5. Physical examination. At this point, a thorough assessment of alignment, range of motion, extensor mechanism, and knee ligaments is performed. Because of pain, guarding, ipsilateral fractures, or altered mental status the physical examination may not be reliable. However, a knee that can only move from 10 to 45 degrees may still enable the surgeon to obtain useful information for preoperative planning. The integrity of the extensor mechanism can be assessed by a simple straight leg raise test. A minimal effusion in the face of a severe multiligamentous injury may give a clue to a capsule injury with extravasation. Compartments can be assessed. With a pillow under the knee, the Lachman test can be performed with reasonable sensitivity.
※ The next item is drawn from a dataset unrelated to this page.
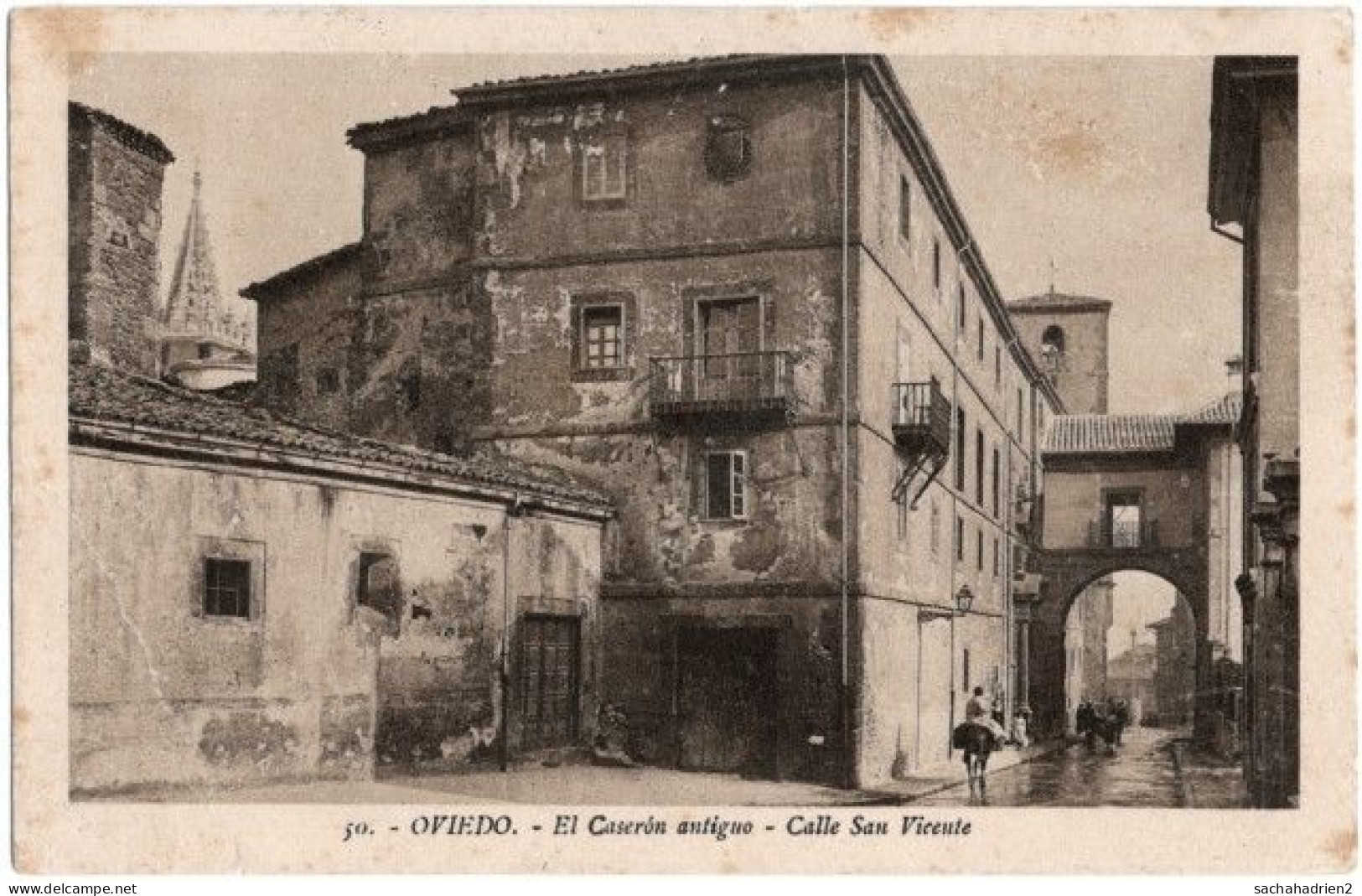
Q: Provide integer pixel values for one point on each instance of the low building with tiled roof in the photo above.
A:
(1133, 433)
(257, 599)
The position of the anterior tibia with respect to the femur can be assessed at 45 to 60 degrees of flexion and reveal if there is normal (1 cm) anterior tibial step off or sag (Fig. 39.5). With the leg on the stretcher, a varus and valgus stress test can be performed to assess the integrity of the LCL and MCL, respectively. While
the dial test at 90 degrees of flexion may not be possible, increased tibial external rotation at 30 degrees of flexion raises the suspicion for PLC injury (Fig. 39.6).